Há uma gambiarra para lidar com a situação. O que
faço é copiar o texto todo de uma vez e colar num bloco de notas, assim posso
ler aos poucos, descendo linha por linha com ajuda do teclado. Preciso fazer
isso com tanta frequência que estou com mais de 300 notas que foram criadas
dessa forma e não apaguei.
Para tentar evitar os dois problemas, minha
proposta para uma etiqueta cibernética para não enlouquecer seu amigo que tem
deficiência visual é usar o caminho do meio. Mensagens próximas a um tuíte de
140 caracteres estão de bom tamanho. Mais do que isso, melhor dar uma picotada.
Mas deixa o “oi, tudo bem” junto com a primeira mensagem e o “obrigado, tchau”,
junto com a última, por favor.

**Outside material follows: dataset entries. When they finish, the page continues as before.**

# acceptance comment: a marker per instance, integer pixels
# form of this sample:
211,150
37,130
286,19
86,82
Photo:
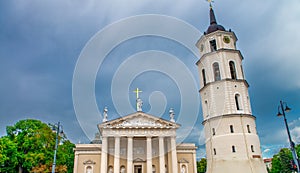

Minha pressão arterial agradece.
Se o aplicativo já é fonte de adrenalina quando a
conversa é com uma pessoa por vez, tentar acompanhar uma série de grupos
simultâneos é uma montanha-russa cheia de loopings que anda de frente para
trás.
Ali, além de ler o conteúdo de cada pequena
mensagem, meu fiel leitor de telas fala o nome de quem mandou cada uma delas.
Então, a cada “oi”, “tudo bem”, “hahaha”, ou “kkkk” de um participante do
grupo, escuto antes a frase “mensagem de fulano”. Quando a conversa está
frenética, com todos falando ao mesmo tempo, é inevitável que eu tenha de
correr saltando barreiras para não ficar atrasado no assunto, com tanta
“mensagem de amigo X”, rsrsrs” para ultrapassar..
Claro que o WhatsApp faz bem ao avisar quem
escreveu o quê. A acessibilidade no aplicativo é boa, não imagino solução
melhor. Minha única sugestão mesmo é acabar com isso tudo e voltarmos às
comunidades do Orkut.
Sinto ainda mais culpa por não conseguir interagir
bem em grupos formados principalmente por pessoas com deficiência visual. Ali,
o que rola solto mesmo são as mensagens de áudio. Quando volto lá após um
tempo, tem mais de hora de conteúdo me esperando. Desisto antes de começar.
Pois é, amigos, não é nada particular, mas já
planejo meu detox virtual para o final do ano. Não aguardem respostas rápidas
para suas mensagens, mas ficarei feliz em receber um telefonema de Natal.